Very few of my opponents were expecting it or knew of the token triggering graveyard effects rule that underpins the growing birdies theme of the deck by stacking counters on Soulcatcher and Soulcatcher's Aerie.
My first match went far too well and I saw off a green/red
beatdown and burn deck to go 1/0.
It still took me 50 mins to do this despite playing a super fast deck (but that's me all over).
Blue/green Wonder came next and we fought to a honourable draw at the end of the round, 1/1/0.
My next duel was with a fast cycling Psychotog deck.
I won the first game as he couldn't find either a Mutilate or 'Tog in the top ¾ of his deck, phew!
But now my lack of playing time was going to show.
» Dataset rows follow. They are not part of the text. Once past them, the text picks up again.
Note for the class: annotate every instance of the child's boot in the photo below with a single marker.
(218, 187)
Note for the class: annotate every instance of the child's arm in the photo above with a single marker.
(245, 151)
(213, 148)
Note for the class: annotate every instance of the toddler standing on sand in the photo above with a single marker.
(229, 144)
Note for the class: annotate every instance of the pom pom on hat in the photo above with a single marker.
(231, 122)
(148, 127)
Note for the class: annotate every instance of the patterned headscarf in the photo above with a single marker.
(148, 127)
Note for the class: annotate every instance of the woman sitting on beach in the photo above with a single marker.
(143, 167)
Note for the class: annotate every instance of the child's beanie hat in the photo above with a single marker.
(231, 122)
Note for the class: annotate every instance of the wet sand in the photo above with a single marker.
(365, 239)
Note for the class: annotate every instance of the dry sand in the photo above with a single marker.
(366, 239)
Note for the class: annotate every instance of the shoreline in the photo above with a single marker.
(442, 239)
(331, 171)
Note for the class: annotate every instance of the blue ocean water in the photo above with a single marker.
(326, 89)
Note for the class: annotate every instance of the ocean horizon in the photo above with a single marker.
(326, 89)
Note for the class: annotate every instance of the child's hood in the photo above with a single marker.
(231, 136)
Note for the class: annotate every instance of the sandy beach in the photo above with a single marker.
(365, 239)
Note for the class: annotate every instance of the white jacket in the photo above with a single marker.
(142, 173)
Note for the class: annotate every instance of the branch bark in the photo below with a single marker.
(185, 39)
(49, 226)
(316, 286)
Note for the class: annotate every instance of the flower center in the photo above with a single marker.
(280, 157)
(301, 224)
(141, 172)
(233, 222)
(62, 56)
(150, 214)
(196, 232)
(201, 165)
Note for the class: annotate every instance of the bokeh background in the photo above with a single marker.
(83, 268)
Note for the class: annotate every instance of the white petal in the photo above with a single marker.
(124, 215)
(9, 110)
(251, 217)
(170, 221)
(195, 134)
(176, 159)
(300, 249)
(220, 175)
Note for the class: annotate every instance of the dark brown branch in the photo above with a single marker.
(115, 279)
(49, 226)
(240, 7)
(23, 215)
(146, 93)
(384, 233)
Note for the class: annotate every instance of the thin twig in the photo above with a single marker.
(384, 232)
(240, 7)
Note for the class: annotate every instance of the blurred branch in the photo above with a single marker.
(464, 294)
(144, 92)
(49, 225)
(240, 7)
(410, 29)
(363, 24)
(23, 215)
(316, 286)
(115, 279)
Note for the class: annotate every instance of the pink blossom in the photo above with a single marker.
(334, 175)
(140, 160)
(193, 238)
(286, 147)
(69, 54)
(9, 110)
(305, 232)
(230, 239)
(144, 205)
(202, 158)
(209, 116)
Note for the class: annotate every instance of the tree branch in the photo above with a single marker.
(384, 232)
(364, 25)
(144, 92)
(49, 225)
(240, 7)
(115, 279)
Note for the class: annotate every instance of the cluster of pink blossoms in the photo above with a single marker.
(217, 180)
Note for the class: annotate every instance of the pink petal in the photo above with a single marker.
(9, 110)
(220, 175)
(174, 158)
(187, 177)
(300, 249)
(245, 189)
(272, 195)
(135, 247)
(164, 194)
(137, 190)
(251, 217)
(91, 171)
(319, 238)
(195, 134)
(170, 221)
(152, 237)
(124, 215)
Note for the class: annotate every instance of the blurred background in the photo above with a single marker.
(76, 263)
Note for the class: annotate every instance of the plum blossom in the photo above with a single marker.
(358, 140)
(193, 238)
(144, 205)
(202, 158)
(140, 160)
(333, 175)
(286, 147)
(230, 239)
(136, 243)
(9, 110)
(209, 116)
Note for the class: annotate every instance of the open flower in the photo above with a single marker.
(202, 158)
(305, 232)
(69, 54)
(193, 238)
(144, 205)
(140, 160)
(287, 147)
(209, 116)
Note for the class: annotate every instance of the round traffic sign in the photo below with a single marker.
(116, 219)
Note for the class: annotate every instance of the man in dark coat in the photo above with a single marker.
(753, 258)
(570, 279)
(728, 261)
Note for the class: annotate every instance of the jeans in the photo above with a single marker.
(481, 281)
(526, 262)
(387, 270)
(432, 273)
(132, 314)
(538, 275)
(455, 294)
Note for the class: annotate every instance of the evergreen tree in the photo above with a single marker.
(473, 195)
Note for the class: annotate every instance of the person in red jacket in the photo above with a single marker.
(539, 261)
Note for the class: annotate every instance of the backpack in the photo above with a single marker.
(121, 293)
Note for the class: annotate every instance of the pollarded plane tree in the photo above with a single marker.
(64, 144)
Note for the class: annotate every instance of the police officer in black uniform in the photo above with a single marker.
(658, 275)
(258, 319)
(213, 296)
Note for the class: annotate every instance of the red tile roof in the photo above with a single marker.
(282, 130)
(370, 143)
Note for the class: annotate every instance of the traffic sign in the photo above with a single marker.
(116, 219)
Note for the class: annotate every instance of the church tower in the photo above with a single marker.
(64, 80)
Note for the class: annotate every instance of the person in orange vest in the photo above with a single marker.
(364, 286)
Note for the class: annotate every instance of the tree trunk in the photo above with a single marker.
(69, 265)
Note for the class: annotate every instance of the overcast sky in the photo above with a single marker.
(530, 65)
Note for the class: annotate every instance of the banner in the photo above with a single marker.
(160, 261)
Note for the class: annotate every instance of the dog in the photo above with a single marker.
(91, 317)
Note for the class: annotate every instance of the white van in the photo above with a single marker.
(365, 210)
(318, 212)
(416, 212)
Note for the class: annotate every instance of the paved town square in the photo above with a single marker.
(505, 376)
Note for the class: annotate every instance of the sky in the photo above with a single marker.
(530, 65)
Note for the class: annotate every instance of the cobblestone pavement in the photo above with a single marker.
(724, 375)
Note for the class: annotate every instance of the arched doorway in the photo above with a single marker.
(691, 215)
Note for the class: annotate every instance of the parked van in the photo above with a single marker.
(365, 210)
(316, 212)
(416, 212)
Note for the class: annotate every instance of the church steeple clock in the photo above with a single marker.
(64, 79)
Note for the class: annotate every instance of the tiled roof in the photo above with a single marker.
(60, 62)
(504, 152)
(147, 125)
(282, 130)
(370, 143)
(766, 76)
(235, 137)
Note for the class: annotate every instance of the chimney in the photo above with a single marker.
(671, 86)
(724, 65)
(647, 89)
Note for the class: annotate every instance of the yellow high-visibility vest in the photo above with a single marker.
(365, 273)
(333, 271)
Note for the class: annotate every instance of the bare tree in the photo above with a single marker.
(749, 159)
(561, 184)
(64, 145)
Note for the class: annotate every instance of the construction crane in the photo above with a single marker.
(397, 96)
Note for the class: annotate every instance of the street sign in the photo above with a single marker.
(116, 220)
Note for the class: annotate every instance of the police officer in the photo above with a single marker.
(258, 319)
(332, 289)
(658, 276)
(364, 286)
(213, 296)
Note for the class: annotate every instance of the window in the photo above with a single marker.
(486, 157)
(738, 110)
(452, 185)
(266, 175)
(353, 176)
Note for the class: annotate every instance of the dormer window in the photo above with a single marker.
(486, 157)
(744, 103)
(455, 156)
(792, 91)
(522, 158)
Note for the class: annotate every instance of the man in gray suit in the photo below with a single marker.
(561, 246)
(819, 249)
I was commanding the second game and played a Screech with an Envelop in hand and one extra mana available. Next turn win.
He plays Mutilate in his turn.
I look down to cast my Envelop to find only a white land untapped, Doh!
Scrub mistake number 1 looses me that game.
I am now disheartened with my performance and make a pig's ear of the final game, feeding creatures in piecemeal to his removal, never to be done against control decks!
A 1/1/1 record instead of 2/1/0.
The next match went my way against another Wonder deck
in short order.
2/1/1 and still in with a chance.
My final match was against yet another Wonder deck but this time with a Speculation twist to up the pace of the beatdown.
The first game went his way when I lucked out on mana
against his fast start.
I was still in with a chance after side-boarding.
Now was the real test of my lack of familiarity with game-play situations with this deck.
To Burst or not to Burst that is the question?
Knowing he would side in Bursts and that 2, 4 or 6 of my tokens could disappear in a twinkling with no gain if enough Bursts were in the graveyard I passed them by.
Had I been more confident of the deck I would have realised
that slowing his rush was more important than the losses I might sustain from
And so the rush was not slowed and I crashed and burned out of the Grand Prix.
The deck was brilliant in the environment but the player was less so.
It all goes to prove that even the best deck can lose
in the wrong hands and that -
'There's No Substitute for Practice'.